Anyway, it’s been replaced with the big gold sponge now. Red is dead.


----------



## Christian6984 (Dec 20, 2007)

Ive nearly always used a mitt just because i found a grout sponge when i started using ONR didnt seem to be easy to work with the cars contours using it with no pressure. Last thing i want is to miss a part or use to much pressure (not that should be using any) and swirl or scratch the paint.


----------



## tosh (Dec 30, 2005)

The BRS gets so heavy with liquid that you don’t have to use any pressure, I agree. Doesn’t quite work on vertical panels. On verticals you can push some liquid out at the top of the panel so it streams/floods, and then wipe the panel top to bottom. Just too big and unwieldy for me. 

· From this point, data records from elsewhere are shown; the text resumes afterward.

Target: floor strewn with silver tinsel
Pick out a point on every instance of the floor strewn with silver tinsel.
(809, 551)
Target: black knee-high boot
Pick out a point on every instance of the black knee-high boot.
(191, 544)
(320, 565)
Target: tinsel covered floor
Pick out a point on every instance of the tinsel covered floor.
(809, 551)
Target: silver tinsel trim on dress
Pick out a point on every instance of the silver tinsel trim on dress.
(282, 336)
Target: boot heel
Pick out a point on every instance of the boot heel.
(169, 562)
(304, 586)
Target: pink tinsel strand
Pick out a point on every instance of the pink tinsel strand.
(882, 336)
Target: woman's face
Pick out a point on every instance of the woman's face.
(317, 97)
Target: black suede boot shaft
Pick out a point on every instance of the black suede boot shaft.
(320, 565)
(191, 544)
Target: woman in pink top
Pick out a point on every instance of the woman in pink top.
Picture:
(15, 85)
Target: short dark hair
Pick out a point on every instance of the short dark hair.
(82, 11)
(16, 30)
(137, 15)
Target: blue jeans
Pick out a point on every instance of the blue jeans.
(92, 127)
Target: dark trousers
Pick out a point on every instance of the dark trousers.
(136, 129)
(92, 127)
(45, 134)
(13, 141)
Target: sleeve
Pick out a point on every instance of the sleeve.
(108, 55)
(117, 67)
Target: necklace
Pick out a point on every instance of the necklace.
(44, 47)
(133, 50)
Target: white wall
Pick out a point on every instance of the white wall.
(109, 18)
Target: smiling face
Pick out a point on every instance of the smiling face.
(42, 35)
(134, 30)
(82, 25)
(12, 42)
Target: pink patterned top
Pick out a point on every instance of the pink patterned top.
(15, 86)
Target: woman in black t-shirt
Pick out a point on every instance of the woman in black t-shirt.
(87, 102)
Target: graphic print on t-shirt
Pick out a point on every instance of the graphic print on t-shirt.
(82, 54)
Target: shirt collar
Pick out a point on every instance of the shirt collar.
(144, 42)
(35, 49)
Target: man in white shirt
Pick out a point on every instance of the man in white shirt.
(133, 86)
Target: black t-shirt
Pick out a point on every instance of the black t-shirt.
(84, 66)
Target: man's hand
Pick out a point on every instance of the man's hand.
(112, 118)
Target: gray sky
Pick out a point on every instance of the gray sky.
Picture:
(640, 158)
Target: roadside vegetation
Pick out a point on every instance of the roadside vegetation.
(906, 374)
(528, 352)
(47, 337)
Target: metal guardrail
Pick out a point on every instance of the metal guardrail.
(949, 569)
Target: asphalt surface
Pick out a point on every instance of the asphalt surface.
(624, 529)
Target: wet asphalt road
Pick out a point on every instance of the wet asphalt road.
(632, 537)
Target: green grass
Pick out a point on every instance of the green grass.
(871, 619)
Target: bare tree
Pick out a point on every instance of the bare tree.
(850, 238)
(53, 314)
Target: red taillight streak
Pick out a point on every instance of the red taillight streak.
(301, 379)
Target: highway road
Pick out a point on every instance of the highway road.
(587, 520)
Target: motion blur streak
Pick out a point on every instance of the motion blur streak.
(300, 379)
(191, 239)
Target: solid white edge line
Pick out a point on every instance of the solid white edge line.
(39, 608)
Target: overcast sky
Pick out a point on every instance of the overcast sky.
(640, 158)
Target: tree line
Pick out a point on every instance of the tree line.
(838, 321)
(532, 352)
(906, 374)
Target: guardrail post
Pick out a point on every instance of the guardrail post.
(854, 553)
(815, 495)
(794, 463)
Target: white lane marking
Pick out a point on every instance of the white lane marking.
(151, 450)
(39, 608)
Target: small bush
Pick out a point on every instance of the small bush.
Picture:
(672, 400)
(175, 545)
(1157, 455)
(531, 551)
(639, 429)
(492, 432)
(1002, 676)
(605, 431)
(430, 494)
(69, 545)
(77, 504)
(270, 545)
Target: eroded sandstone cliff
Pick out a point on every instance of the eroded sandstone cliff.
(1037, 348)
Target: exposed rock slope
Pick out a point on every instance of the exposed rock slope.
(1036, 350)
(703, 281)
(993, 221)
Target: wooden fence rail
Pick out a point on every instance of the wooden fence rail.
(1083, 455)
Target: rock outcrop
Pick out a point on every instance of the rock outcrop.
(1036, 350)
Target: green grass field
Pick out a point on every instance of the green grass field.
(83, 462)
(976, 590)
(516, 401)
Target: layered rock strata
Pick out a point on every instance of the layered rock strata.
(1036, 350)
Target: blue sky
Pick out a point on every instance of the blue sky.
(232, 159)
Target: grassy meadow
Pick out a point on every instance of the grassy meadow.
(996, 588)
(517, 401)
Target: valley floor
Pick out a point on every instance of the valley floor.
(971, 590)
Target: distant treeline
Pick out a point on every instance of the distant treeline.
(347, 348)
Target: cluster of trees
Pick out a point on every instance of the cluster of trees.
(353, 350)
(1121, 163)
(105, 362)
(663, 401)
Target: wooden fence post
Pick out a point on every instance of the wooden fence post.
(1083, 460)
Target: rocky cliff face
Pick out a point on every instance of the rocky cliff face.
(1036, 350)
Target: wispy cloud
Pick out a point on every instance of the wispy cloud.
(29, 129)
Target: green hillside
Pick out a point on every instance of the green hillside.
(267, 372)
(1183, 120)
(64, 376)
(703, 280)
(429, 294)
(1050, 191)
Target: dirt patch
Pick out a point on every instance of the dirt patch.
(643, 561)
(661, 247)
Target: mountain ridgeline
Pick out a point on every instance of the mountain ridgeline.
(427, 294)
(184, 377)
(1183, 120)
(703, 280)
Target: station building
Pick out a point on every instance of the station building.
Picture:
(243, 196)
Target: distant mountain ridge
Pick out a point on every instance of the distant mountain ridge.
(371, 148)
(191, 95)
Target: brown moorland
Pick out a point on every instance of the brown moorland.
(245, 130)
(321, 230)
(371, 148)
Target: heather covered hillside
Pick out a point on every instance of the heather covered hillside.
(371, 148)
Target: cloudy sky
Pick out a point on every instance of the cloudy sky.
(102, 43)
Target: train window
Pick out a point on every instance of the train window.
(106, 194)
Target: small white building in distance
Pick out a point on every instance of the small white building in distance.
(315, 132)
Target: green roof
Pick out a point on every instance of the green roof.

Sonax sponge has very big pores, but you can only use one side as the other side is a bug scrubber. Nice shape and size though. Definitely worth a try at £3


----------



## westerman (Oct 12, 2008)

There's lots of methods on using ONR both on here and on Youtube. the BRS is very expensive and as you can opt for an open cell grouting sponge for just a few pounds or use your existing MF's which both do a good job then I would say cost is a big factor.

Harry


----------



## Peteo48 (Jun 12, 2013)

I'm a huge fan of my G Technic microfibre wash mitt (the fluffy red/white one) for ONR. It seems to glide well over the paint but also retain a lot of the ONR solution like a sponge would. Can't see any reason to invest in the Big Red.


----------



## Pembroke_Boy (Aug 24, 2017)

Agree with all of the above. I find keeping a bucket with ONR wash mix made up, several MF’s soaking in it for when I need them, my preferred method. When it gets to near the grit guard I’ll clean it out and refill it. When it gets to the winter and there’s more crud on the car, I’ll swap to a Noodle mitt if needed.


----------